Xiaoli WANG, Jiahai WU, Jianhong SHU, Yiming CAI, Xiaoxia LIU, Xiaodong LI

Guizhou Institute of Prataculture, Guiyang 550006, China

Light is one of the important environmental factors affecting the growth and development of plants,and it is also an external development signal regulating photomorphogenesis in plants. Studies have shown that light interacts with the development processed in plants through photoreceptors,regulating the expression of associated genes[1-2].Currently,three main types of photoreceptors have been identified in plants, including phytochrome, cryptochrome and phototropin. Among them, phytochrome is a class of photoreceptor that is studied most deeply[3]. They are a more complex gene family, and play an important role in the regulation of photomorphogenesis in plants. In plants,the PHY family includes at least five members (PHYA, PHYB, PHYC,PHYD, PHYE) which perform different physiological functions. Among them,PHYA and PHYB are studied most deeply[4]. Phytochrome senses light signals, and it participates in a variety of physiological activities, such as seed germination, seedling de-etiolation, geotropism, phototropism, photofobotaxis,leaf unfolding,stem elongation, chloroplastic activities, stomatal opening,flowering and crop yielding[5-7].In addition, resent studies have found that the phytochrome is also involved in the regulation of resistances in plants under biotic and abiotic stresses,such as the resistances to pathogens[8-13],pests[14-19],cold injury[20-21],high temperature[22-25], drought[26-31]and salt injury[32-34].

Tall fescue is a Festuca plant,and it is widely used in city landscaping and water and soil conservation due to its rapid growth, disease resistance and wide adaptability. Moreover, tall fescue has become an ideal material for mining stress-resistant genes from plants[35-36]. In view of this, a phy tochrome A gene was isolated from tall fescue,and its bioinformatics and taxonomic status were studied so as to lay a foundation for improving pasture resistance though genetic modification of associated genes in phytochrome signaling pathway in gramineous pasture production.

Materials and Methods

Materials

Plant material Qiancao 1 is new national forage cultivar bred by the Guizhou Institute of Prataculture in 2005.Its registration number is 299.

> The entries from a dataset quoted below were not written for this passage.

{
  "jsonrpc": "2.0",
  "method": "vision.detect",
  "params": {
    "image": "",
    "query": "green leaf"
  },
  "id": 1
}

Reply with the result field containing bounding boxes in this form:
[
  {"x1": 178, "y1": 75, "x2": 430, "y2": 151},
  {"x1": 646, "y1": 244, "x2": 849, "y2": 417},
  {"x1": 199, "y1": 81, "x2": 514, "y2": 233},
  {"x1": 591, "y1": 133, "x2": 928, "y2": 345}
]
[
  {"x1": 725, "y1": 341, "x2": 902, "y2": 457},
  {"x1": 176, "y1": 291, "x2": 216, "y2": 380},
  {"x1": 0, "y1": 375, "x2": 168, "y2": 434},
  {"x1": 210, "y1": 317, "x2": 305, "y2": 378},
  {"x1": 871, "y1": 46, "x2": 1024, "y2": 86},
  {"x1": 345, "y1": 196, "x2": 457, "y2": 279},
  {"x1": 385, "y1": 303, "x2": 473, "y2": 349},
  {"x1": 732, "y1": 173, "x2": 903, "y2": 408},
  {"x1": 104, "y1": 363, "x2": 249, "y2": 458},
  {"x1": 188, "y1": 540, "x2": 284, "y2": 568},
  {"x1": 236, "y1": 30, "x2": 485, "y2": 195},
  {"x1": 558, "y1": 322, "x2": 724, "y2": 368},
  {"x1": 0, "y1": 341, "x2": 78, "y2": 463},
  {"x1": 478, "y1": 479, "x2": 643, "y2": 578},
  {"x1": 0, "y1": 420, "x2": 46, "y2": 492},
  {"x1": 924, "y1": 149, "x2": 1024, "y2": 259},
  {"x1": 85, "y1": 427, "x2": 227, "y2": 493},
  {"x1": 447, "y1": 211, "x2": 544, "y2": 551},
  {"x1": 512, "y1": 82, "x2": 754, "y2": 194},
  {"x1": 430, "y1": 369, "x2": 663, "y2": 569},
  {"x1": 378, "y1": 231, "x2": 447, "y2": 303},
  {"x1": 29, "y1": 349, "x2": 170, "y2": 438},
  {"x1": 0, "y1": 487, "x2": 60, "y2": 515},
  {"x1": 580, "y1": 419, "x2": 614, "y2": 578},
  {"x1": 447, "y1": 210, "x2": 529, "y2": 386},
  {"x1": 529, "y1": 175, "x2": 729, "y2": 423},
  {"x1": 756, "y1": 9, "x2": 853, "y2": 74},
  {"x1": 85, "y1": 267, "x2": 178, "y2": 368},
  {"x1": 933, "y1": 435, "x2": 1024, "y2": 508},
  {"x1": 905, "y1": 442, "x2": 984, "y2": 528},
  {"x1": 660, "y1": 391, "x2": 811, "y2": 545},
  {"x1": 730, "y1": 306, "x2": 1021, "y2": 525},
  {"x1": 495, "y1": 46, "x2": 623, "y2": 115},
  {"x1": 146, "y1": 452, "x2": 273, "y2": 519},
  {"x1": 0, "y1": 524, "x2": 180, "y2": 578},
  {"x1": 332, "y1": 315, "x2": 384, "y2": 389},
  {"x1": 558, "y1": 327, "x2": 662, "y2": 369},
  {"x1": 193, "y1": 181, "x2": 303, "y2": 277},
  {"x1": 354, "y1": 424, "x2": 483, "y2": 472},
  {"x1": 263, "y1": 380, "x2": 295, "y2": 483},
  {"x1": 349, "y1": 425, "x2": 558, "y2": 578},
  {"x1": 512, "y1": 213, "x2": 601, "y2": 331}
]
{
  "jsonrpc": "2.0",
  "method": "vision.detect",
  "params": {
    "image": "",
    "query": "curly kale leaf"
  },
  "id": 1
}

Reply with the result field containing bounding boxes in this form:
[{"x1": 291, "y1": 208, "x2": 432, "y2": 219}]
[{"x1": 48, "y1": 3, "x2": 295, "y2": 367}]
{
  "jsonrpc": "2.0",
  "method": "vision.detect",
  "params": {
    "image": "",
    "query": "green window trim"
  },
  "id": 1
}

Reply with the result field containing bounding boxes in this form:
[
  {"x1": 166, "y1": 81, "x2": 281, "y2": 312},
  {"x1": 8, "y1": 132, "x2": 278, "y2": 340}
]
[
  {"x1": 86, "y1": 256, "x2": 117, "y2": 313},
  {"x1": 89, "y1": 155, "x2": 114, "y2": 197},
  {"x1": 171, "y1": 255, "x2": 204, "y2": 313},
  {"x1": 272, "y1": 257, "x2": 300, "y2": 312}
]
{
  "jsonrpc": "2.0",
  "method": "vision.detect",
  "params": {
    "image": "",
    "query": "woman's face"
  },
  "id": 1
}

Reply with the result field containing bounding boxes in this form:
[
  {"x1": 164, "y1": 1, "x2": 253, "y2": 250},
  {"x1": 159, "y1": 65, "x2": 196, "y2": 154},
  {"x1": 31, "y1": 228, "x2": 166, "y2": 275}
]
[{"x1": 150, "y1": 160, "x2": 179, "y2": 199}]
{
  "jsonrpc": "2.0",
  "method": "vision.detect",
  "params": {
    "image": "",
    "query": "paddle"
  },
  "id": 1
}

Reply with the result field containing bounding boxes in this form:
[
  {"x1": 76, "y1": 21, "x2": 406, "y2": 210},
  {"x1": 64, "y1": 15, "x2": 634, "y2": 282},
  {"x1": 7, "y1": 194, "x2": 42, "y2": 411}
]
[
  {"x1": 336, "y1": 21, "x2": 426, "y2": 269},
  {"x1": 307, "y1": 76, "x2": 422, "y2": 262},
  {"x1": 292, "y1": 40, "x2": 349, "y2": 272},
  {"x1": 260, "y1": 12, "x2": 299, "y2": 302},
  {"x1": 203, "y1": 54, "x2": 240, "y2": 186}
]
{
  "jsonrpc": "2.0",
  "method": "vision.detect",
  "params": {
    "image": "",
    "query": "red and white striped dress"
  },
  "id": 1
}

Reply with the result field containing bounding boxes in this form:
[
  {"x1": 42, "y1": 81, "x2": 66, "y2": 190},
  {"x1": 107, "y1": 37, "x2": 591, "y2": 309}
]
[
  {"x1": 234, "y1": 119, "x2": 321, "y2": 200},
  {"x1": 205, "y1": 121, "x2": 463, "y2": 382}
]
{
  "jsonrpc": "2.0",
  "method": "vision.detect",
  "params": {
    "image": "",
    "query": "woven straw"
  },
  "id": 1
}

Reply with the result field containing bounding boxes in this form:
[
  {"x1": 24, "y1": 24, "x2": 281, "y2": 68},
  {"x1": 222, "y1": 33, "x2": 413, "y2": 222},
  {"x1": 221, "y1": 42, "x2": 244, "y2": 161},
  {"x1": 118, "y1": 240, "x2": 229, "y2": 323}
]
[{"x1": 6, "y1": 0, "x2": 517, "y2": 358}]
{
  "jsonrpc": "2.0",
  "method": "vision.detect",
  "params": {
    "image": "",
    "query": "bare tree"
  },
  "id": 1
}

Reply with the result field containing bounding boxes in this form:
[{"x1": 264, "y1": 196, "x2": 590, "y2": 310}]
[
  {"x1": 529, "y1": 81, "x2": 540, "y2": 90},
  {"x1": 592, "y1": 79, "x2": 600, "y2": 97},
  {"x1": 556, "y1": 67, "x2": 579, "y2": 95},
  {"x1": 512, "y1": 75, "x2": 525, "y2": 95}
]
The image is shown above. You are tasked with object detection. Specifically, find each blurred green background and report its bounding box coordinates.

Main reagents The E. coli DH5α competent cells were purchased from the Tiangen Biotech (Beijing) Co., Ltd.The cloning vector pMD 19-T, RNA extraction kit (TaKaRa RNAiso Reagent), RNA reverse transcription kit (RevertAid First cDNA Synthesis Kit) were purchased from the Thermo Scientific Company. The 5’RACE kit(5’RACE System for Rapid Amplification of cDNA Ends, Version 2.0) was purchased from the Shanghai Invitrogen Biotechnology Co., Ltd. The3’RACE kit (SMARTerTMRACE cDNA Amplification Kit) was purchased from the Clontech Laboratories Inc. The DNA Marker DL2000, 100 bp DNA Ladder Marker, LA Taq enzyme,EASY Dilution, DNaseI and In Vitro Transcription T7 kit were purchased from the TaKaRa Biotechnology(Dalian) Co., Ltd. The Taq enzyme(Advantage 2 PCR kit)was purchased from the Clontech Laboratories Inc.The agarose DNA extraction kit was purchased from the Omega BioTek Inc.The yeast extract,peptone and agarose were purchased from the Oxoid Inc.The X-gal,IPTG and Ampicillin were purchased from the Beijing Soledad Technology Co.,Ltd.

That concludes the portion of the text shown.